In February 1963, after he had delivered pro–civil rights speeches in Detroit and Cleveland, Johnson visited strife-torn St. Augustine, Florida, and addressed racially integrated audiences, achieving what his aide George Reedy called “a major breakthrough on the color line.” In a Memorial Day speech at Gettysburg, nearly a century after Lincoln’s address, Johnson echoed Martin Luther King, Jr.’s eloquent but controversial “Letter from a Birmingham Jail,” written just six weeks earlier: “The Negro today asks justice. We do not answer him—we do not answer those who lie beneath this soil—when we reply to the Negro by asking ‘Patience.’ ... To ask for patience from the Negro is to ask him to give more of what he has already given enough.” Thereafter an invigorated Johnson ceased his sulking and, refusing to be put off, demanded a meeting with President Kennedy to discuss a major civil rights bill that the administration had drafted without consulting him and was about to introduce in Congress.
Johnson soon found himself at the center of the action at last. He offered sage tactical advice, urging the president not to send up a civil rights bill prematurely lest the Southern power-brokers in the Senate hold the rest of the administration’s legislative agenda hostage and force the rights bill to be ignominiously withdrawn. He pleaded for Kennedy to give blacks a firm and eloquent moral commitment. He declaimed about civil rights at top-level White House meetings with influential business and labor leaders, impressing even the skeptical Schlesinger, who thought he outperformed both of the Kennedy brothers.
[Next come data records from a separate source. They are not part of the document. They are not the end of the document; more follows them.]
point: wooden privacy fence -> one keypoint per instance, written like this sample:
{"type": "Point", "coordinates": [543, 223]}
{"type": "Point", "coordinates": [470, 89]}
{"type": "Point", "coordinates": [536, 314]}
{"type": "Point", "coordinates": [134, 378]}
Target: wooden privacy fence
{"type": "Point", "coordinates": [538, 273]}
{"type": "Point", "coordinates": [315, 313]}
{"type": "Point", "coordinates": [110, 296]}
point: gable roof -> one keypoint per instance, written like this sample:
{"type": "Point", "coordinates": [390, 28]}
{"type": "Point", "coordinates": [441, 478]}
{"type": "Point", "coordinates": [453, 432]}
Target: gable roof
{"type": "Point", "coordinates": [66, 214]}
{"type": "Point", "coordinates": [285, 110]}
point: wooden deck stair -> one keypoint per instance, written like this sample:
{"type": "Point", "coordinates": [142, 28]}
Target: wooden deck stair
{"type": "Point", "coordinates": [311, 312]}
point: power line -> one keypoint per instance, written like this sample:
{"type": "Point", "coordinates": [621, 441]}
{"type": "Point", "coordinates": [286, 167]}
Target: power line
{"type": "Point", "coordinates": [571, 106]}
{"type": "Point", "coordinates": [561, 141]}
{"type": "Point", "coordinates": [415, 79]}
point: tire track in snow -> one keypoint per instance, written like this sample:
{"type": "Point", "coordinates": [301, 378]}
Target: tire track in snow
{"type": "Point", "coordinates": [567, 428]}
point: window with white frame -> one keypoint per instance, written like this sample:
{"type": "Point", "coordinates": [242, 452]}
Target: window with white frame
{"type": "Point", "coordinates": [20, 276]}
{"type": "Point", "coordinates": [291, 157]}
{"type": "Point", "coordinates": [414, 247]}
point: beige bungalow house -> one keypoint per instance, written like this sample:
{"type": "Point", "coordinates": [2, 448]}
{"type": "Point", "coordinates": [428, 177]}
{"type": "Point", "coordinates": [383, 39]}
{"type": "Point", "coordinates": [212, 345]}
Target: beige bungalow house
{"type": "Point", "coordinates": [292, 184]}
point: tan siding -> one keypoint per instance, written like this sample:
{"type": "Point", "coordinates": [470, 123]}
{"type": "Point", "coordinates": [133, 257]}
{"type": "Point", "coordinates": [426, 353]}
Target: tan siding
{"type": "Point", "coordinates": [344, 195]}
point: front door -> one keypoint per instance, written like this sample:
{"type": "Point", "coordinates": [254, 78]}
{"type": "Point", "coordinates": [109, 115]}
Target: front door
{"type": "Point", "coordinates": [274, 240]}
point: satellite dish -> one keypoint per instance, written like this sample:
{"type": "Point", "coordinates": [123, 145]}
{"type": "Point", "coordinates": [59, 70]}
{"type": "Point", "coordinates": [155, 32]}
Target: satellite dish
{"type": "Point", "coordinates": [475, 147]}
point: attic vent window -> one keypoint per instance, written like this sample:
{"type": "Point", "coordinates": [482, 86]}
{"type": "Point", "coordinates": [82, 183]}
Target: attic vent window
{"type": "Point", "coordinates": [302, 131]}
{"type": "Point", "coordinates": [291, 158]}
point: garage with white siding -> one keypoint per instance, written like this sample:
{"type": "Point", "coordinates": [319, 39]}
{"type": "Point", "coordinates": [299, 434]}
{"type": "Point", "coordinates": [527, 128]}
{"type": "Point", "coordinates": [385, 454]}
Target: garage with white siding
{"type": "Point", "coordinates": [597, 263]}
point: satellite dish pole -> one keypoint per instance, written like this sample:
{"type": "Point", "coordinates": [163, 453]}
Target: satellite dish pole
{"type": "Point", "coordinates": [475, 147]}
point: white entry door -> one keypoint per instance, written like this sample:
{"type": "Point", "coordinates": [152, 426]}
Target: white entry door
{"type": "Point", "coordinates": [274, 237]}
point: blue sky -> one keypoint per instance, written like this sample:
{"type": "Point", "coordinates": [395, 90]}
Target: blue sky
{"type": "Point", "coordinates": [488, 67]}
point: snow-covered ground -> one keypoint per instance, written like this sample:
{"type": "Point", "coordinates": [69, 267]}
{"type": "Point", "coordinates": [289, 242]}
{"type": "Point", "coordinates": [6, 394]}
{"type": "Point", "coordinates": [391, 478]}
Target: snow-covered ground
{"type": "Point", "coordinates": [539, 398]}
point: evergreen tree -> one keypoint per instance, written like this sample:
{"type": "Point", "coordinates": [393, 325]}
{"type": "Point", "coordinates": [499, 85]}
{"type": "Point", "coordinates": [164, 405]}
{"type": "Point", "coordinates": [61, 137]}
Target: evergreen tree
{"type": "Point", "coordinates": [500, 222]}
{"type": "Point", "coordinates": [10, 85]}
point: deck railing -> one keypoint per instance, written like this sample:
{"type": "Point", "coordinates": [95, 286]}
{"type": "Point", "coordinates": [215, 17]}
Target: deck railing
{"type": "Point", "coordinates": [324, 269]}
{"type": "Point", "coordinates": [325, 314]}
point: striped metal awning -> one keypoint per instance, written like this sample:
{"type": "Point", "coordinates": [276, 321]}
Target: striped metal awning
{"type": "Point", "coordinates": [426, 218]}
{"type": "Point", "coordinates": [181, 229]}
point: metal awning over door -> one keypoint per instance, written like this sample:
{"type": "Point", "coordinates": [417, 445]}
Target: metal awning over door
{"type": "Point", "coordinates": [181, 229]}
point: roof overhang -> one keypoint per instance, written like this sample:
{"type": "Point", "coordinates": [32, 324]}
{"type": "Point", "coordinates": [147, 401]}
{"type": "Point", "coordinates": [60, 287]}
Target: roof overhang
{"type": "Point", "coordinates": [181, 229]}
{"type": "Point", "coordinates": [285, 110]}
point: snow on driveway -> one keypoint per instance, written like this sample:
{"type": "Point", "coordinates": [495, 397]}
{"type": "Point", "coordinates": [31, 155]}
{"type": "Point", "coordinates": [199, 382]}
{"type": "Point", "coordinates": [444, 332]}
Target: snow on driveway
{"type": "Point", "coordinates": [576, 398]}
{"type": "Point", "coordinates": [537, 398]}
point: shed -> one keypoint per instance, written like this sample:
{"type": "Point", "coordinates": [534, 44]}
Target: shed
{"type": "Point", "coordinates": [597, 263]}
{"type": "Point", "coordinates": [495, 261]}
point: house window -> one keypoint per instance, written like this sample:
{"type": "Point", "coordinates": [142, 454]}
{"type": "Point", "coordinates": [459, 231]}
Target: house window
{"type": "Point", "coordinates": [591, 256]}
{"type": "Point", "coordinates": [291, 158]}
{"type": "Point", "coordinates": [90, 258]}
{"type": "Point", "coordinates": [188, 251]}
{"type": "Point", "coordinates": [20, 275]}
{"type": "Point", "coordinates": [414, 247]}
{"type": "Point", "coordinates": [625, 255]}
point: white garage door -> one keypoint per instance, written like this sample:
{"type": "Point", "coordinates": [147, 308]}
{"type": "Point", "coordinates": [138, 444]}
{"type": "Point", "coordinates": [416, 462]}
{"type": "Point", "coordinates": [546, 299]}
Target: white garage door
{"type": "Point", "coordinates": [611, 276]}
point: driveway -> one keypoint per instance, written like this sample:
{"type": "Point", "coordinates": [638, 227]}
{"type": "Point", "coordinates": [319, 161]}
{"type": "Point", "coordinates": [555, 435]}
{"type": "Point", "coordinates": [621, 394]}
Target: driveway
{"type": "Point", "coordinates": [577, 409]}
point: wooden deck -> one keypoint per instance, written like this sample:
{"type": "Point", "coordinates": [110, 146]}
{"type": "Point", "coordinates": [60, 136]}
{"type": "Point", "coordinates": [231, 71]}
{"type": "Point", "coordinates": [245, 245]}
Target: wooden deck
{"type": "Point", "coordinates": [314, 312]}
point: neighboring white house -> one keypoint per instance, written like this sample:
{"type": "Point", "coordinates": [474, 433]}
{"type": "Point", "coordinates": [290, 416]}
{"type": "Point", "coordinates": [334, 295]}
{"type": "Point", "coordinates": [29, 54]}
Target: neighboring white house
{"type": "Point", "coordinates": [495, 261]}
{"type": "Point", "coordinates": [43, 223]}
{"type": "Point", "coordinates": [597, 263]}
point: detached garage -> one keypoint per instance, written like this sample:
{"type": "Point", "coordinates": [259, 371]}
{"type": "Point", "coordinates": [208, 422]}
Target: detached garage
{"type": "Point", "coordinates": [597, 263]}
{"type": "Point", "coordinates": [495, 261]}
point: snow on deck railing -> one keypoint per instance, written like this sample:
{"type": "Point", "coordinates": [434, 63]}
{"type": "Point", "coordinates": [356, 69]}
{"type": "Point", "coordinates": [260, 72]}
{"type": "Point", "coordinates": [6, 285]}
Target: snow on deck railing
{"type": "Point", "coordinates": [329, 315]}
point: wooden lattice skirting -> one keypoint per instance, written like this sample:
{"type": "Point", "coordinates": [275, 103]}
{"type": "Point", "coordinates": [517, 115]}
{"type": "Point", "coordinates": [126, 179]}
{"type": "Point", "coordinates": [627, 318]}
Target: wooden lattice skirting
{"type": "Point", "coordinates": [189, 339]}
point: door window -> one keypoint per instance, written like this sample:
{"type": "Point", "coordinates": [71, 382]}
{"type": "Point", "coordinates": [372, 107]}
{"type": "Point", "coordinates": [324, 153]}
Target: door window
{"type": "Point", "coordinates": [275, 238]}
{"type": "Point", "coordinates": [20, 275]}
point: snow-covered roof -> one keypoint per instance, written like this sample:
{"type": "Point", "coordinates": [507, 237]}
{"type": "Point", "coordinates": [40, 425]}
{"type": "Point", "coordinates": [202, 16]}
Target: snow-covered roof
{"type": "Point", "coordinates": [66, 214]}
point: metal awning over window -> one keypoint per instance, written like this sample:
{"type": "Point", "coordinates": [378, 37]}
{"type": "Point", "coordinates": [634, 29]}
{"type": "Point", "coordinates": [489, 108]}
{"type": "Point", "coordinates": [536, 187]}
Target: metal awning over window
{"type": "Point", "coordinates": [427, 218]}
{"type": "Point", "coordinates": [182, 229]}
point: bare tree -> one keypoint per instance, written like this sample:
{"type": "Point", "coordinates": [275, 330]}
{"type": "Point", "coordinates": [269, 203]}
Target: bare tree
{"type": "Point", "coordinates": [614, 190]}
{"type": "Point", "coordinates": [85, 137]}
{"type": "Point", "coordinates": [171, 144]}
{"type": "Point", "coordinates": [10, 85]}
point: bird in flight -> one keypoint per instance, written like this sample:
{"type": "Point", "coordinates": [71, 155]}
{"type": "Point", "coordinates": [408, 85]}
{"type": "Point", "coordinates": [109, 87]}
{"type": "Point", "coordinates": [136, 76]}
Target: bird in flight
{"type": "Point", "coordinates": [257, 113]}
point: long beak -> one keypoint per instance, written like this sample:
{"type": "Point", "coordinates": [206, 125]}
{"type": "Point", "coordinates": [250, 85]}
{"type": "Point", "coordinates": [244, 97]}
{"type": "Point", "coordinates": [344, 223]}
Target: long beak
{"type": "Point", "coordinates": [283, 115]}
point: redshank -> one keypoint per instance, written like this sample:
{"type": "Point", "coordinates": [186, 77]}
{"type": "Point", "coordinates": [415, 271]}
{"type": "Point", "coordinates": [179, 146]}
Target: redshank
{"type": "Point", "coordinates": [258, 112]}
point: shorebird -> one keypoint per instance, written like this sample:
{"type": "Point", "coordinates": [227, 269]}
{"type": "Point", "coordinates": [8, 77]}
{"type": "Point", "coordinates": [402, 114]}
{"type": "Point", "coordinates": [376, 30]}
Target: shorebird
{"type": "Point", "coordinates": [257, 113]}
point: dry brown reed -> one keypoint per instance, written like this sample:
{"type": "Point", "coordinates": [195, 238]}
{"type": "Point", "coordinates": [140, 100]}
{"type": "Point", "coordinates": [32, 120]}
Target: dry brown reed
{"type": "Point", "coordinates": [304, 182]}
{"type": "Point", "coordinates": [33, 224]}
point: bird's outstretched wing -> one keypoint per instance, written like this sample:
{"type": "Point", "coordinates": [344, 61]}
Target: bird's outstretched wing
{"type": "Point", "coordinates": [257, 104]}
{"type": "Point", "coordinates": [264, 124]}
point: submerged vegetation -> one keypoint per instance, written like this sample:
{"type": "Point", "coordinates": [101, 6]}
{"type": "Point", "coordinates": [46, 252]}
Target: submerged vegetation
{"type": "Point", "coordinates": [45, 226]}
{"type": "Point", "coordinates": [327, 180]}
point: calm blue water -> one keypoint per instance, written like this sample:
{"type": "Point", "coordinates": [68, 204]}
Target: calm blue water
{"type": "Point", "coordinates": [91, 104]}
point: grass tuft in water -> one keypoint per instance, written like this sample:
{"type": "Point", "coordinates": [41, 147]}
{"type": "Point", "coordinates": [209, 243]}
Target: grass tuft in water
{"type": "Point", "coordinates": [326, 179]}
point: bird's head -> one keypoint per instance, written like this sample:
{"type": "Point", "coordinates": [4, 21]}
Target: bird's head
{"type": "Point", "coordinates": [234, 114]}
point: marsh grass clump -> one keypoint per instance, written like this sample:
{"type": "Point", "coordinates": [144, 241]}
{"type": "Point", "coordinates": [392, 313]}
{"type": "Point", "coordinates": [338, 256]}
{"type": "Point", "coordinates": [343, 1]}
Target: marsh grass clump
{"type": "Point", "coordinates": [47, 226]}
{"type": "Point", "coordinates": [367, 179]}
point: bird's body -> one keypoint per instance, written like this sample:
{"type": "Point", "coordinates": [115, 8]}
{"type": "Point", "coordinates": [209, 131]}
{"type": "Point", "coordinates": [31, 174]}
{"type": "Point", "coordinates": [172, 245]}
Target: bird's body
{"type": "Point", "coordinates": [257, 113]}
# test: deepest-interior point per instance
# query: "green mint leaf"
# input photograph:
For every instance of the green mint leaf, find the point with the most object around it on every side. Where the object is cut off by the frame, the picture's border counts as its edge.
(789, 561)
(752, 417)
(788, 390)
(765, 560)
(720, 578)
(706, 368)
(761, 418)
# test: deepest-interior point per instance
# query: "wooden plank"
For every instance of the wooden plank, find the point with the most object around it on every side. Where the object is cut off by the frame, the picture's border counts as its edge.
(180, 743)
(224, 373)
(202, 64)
JFK began addressing Johnson, in RFK’s presence, with a respect that exceeded civil courtesy and even approached deference. “For a couple of weeks there, he started to look almost like the old Lyndon,” Reedy later recalled.
But then the “bad” Bobby intervened, showing up the vice president at a White House meeting with civil rights leaders, personally and ostentatiously undermining his authority over the committee on Equal Employment Opportunity, and generally humiliating him. Kennedy acknowledged that Johnson had some sound points to make on dealing with Congress, but he described his caution as obstructionist. Outmaneuvered, Johnson retreated once again into depression, probably worsened by heavy drinking, which scared his closest aides. Rumors were spreading around Washington that with the administration, including the vice president, now firmly on the record in favor of civil rights, Johnson’s electoral usefulness in the South had evaporated and he would be dumped in 1964— rumors that JFK stoutly denied, but that redoubled Johnson’s gloom. The Senate Rules Committee had undertaken an investigation of Bobby Baker that was moving uncomfortably close to Johnson. Despised by the “Harvards” and mistrusted by northern liberals generally, alienated from his long-time Southern conservative allies over civil rights, Johnson still had powerful friends in Washington, but he was beginning to resemble a political party of one. Finally, the vice president’s inability to heal a political division down in Texas between his former protégé Governor John Connally and Senator Ralph Yarborough signaled how badly his influence had waned even in his native state. It was left to the president to try and clean up the Texas mess on a four-day political and fund-raising trip that would take him to Dallas.